2

I have a massive text file that I have to manually parse. There really is no other way but to iterate over it.

I'm grabbing each of the lines in the file and .split(" ") them to get the individual components - some are int arrays, others are char arrays, and some other are actual text strings.

The text strings are causing me a headache because sometimes they have a space in there.

An example line is something like:

String strLine = "Identifier {2 4 \"#0# == \\\"This String\\\"\" 12 21 6}

When I do the following:

String[] strParts = strLine.split(" ");

The resulting output is a String array that has String values of:

Identifier,{2,4,"#0#,==,\"This,String\"",12,21,6}

I need the output to be:

Identifier,{2,4,"#0# == \"This String\"",12,21,6}

So I'm pondering if there is a different whitespace character I can apply to the String inside the quotes prior to executing the split().

Anyone know of one?

I also considered diving into RegEx, but I haven't worked with RegEx enough to be able to formulate the logic around the split properly - Split on space unless that space is between the first and last quote".

Thx.

[Update]

I am adding this here because the formatting of code in replies is not optimal.

String strLine = "Identifier {2 4 \"#0# == \\\"This String\\\"\" 12 21 6}";

String delim = "§"; //use the Section Sign as a delimeter

    StringBuilder sb = new StringBuilder();
    //first part
    sb.append(new String(strLine.substring(0,strLine.indexOf("\""))));

    //middle part
    sb.append(new String(strLine.substring(strLine.indexOf("\""),strLine.lastIndexOf("\""))).replace(" ", delim));

    //last part
    sb.append(new String(strLine.substring(strLine.lastIndexOf("\""))));

    //make array
    String[] parts = sb.toString().split(" ");

I'll need to replace those delimeter chars later on but at least it does what I need it to now.

Thanks all for the suggestions, it was a combination of them that ultimately solved this for me.

Bandolier2k
  • 135
  • 2
  • 12
  • 1
    Did not really understand what you need, could you please, add what would be the result for that line after split or what the line should became before the split. – Jorge Campos Jan 07 '16 at 18:39
  • 4
    I think a traditional `for`-loop over all the character and keeping track of wether or not you are in a quoted string should also work. (Basically `for(...) { if(currentChar == '"') insideQuotedString = !insideQuotedString; else { if(insideQuotedString) /* add to string literal */ else /* unquoted data*/ }`. Different approaches can be looked up on https://stackoverflow.com/questions/7804335/split-string-on-spaces-in-java-except-if-between-quotes-i-e-treat-hello-wor or https://stackoverflow.com/questions/7212276/parsing-quoted-text-in-java – Maximilian Gerhardt Jan 07 '16 at 18:44
  • Thanks for the replies.I edited my original post with more detail on the current output and the necessary output.
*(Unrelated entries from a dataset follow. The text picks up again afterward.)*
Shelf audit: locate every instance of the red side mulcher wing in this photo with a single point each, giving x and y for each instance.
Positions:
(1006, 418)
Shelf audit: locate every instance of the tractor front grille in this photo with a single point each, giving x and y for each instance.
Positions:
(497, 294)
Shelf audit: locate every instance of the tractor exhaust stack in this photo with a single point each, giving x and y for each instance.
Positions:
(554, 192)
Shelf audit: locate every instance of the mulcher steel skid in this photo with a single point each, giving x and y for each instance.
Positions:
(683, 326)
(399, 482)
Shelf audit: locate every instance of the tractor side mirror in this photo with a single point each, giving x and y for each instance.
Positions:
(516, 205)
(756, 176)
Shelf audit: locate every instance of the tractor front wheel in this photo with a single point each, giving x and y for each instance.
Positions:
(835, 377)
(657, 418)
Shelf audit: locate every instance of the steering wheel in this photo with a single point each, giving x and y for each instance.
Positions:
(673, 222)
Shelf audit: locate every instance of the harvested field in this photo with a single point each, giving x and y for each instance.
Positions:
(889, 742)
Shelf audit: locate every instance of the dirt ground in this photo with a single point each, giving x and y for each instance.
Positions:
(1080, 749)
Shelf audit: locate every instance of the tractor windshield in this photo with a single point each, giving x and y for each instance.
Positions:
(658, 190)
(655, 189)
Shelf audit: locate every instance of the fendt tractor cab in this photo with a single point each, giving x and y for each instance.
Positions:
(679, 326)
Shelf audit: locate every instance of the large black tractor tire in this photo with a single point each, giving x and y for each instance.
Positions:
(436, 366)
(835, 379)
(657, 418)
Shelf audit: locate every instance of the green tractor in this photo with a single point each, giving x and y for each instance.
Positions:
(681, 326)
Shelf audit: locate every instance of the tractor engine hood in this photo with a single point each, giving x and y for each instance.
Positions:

Iterating at a character level occurred to me but then there could be an unknown amount of "String within a String" as well so I'd have to track each quote Level to only deal with the outermost quotes and leave the rest as-is. – Bandolier2k Jan 07 '16 at 19:23

2 Answers2

1

You don't really need to replace the string spaces with a space. Try something fairly unique like: '_!_!'

Look for your substitution string first to verify that it's not in the file, then do the substitution.

Then do your normal split.

And, finally, replace the substitution string with a normal space in your finished product.

marklark
  • 808
  • 1
  • 8
  • 18
  • 1
    I considered this but then I considered that I don't have control over what someone puts in certain text fields. I can just choose something VERY out of the norm or in an extended char set or something like that I suppose. I was also trying to not have to deal with this text a second time. – Bandolier2k Jan 07 '16 at 19:21
  • This is a version of what I'm going with for now: `String strLine = "Identifier {2 4 \"#0# == \\\"This String\\\"\" 12 21 6}"; String delim = "§"; //use the Section Sign as a delimeter StringBuilder sb = new StringBuilder(); sb.append(new String(strLine.substring(0,strLine.indexOf("\"")))); sb.append(new String(strLine.substring(strLine.indexOf("\""),strLine.lastIndexOf("\""))).replace(" ", delim)); sb.append(new String(strLine.substring(strLine.lastIndexOf("\"")))); //make array String[] parts = sb.toString().split(" ");` – Bandolier2k Jan 07 '16 at 20:55
  • If you're sure that there is only one quoted string per line, you could split the first substring and add its parts to the "parts" array, find the quoted string and add it to the "parts" array, and then split the rest of the string and add those to the "parts" array -- no substitutions necessary. – marklark Jan 08 '16 at 20:31
1

Not exactly elegant, but think it does the job :

private static String[] mySplit(String src)
{
    int firstIdx = src.indexOf('"');
    int lastIdx = src.lastIndexOf('"');
    if ( firstIdx == lastIdx )
        return src.split(" ");
    if ( src.charAt(lastIdx+1) == ' ' )
        lastIdx++;
    // first part
    String[] firstPart = src.substring(0, firstIdx-1).split(" ");
    String[] lastPart = src.substring(lastIdx+1).split(" ");

    String[] res = new String[firstPart.length+1+lastPart.length];
    System.arraycopy(firstPart,0,res,0, firstPart.length );
    res[firstPart.length] = src.substring(src.indexOf('"'), src.lastIndexOf('"'));
    System.arraycopy(lastPart,0,res,firstPart.length+1, lastPart.length );
    return res;
}